Group says system failed Michelle Knight and her son

Group wants to reunite Michelle Knight and her son

It's become a very familiar sound and scene in front of the Jane Edna Hunter Social Service Agency on Euclid Avenue - people protesting the treatment of children.

About a dozen people marched on Tuesday morning, led by Mariah Crenshaw, a frequent advocate on a variety of topics including foreclosures, Childrens Services and Executive Ed FitzGerald. An agency spokesperson believes the group is capitalizing on the Castro case, jumping on the band wagon.

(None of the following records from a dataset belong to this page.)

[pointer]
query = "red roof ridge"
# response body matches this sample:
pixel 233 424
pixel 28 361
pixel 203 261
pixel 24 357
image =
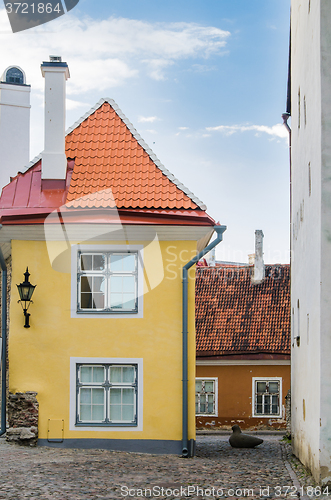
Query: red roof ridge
pixel 140 141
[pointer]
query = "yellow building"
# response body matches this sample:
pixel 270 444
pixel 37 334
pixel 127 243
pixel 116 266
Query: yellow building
pixel 105 239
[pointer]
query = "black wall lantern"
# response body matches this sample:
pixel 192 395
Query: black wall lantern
pixel 26 290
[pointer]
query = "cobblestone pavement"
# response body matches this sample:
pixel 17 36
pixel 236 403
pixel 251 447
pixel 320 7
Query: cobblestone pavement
pixel 218 471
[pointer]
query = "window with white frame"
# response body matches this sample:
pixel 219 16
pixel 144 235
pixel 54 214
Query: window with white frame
pixel 107 281
pixel 267 397
pixel 106 394
pixel 206 396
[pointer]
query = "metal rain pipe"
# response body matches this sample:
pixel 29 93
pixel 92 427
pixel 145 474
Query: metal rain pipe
pixel 3 343
pixel 219 230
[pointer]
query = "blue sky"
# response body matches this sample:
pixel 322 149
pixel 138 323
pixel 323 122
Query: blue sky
pixel 203 81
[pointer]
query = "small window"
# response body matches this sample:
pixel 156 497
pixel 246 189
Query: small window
pixel 106 394
pixel 267 397
pixel 107 282
pixel 14 75
pixel 206 396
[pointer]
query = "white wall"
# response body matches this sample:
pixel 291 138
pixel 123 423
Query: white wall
pixel 311 234
pixel 14 130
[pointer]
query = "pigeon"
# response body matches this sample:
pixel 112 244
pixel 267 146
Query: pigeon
pixel 239 440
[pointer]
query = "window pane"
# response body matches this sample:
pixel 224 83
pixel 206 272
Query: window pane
pixel 128 396
pixel 209 386
pixel 115 412
pixel 261 386
pixel 128 413
pixel 267 409
pixel 97 413
pixel 116 301
pixel 129 301
pixel 198 385
pixel 259 408
pixel 86 284
pixel 85 412
pixel 86 374
pixel 92 292
pixel 99 262
pixel 98 284
pixel 129 284
pixel 97 396
pixel 115 374
pixel 129 263
pixel 98 301
pixel 85 396
pixel 210 407
pixel 86 300
pixel 116 263
pixel 128 374
pixel 273 387
pixel 116 284
pixel 98 374
pixel 123 263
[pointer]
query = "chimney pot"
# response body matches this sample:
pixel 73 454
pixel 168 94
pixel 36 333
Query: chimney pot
pixel 54 161
pixel 259 270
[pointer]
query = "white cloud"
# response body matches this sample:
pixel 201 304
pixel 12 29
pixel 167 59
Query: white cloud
pixel 148 119
pixel 114 52
pixel 71 104
pixel 277 130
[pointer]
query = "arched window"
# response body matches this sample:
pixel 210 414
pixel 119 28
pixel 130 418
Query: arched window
pixel 15 75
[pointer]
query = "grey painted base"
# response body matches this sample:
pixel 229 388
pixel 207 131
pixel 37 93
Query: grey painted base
pixel 138 445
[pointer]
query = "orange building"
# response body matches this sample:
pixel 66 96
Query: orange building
pixel 243 346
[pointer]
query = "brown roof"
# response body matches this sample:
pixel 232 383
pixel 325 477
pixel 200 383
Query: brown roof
pixel 235 317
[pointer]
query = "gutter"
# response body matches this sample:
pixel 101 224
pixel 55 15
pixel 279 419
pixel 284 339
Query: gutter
pixel 219 230
pixel 3 343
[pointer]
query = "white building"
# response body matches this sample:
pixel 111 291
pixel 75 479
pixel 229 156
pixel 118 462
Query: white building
pixel 311 234
pixel 14 123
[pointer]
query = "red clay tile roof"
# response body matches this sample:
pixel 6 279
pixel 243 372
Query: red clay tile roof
pixel 109 165
pixel 235 317
pixel 110 161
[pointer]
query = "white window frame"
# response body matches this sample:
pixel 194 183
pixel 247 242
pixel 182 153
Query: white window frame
pixel 215 380
pixel 75 250
pixel 102 426
pixel 280 406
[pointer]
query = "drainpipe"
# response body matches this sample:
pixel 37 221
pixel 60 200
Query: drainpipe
pixel 3 343
pixel 219 230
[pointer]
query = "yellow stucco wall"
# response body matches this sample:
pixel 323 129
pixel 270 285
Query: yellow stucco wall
pixel 39 356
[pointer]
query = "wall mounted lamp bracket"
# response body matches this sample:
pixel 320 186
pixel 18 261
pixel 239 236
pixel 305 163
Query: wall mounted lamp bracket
pixel 25 291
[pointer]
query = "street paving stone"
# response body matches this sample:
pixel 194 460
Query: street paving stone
pixel 218 471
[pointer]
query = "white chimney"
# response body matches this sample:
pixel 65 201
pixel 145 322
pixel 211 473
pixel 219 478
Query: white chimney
pixel 14 123
pixel 54 161
pixel 259 272
pixel 212 257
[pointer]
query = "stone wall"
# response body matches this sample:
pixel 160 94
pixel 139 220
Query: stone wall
pixel 23 409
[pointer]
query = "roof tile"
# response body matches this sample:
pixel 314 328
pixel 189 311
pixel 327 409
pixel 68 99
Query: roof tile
pixel 234 316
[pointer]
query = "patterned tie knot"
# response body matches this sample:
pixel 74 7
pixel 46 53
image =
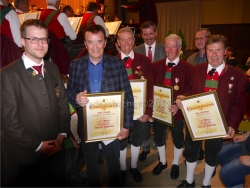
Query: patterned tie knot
pixel 211 72
pixel 170 64
pixel 126 58
pixel 38 69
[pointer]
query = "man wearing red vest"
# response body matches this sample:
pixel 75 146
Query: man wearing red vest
pixel 230 85
pixel 22 6
pixel 171 71
pixel 91 17
pixel 56 21
pixel 138 66
pixel 9 23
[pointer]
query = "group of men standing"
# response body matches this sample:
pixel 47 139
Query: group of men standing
pixel 35 115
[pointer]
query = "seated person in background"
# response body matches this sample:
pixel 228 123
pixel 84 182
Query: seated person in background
pixel 234 158
pixel 67 9
pixel 200 39
pixel 10 24
pixel 230 57
pixel 22 6
pixel 57 22
pixel 117 18
pixel 131 21
pixel 115 49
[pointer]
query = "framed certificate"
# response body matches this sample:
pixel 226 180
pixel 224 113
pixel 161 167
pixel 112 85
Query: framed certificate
pixel 163 98
pixel 139 89
pixel 103 116
pixel 204 116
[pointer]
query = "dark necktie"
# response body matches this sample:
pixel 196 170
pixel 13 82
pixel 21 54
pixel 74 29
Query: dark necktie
pixel 211 72
pixel 38 68
pixel 126 58
pixel 150 53
pixel 170 64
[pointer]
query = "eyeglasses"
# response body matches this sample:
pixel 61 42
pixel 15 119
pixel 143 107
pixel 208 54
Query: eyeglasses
pixel 201 38
pixel 36 40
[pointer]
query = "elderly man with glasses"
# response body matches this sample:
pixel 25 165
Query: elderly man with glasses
pixel 35 116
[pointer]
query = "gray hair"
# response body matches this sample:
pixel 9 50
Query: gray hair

"I know how funky this system is and I know exactly what goes on inside the Department of Children and Family Services," said Crenshaw. "It may be self promotion, it may be self promotion because I've been a victim of this bureaucratic system."

Her gripe is her belief that she was unjustly removed as a foster parent after she complained social workers weren't doing their jobs. On Michelle Knight, she says the agency also failed.

"The agency could have made referrals to get her and her child away from an abusive boyfriend," Crenshaw added.

Instead the child was taken from her, and she disappeared. Family Services says Ohio law bars release of Knight's records.

"Nobody else is concerned about these kids out here," said advocate Mary Keith.

The group is registered with the Ohio Secretary of State despite the county claim it was not.  Others have their own gripes with how they have been treated.

"My child actually lives with a convicted felon who has guns in the home," said parent Joe Jones.

There is no doubt that there is an opportunistic element to all of this.  Whether that is self promotion or simply using a high profile event to draw attention to a serious problem.  You'll have to judge.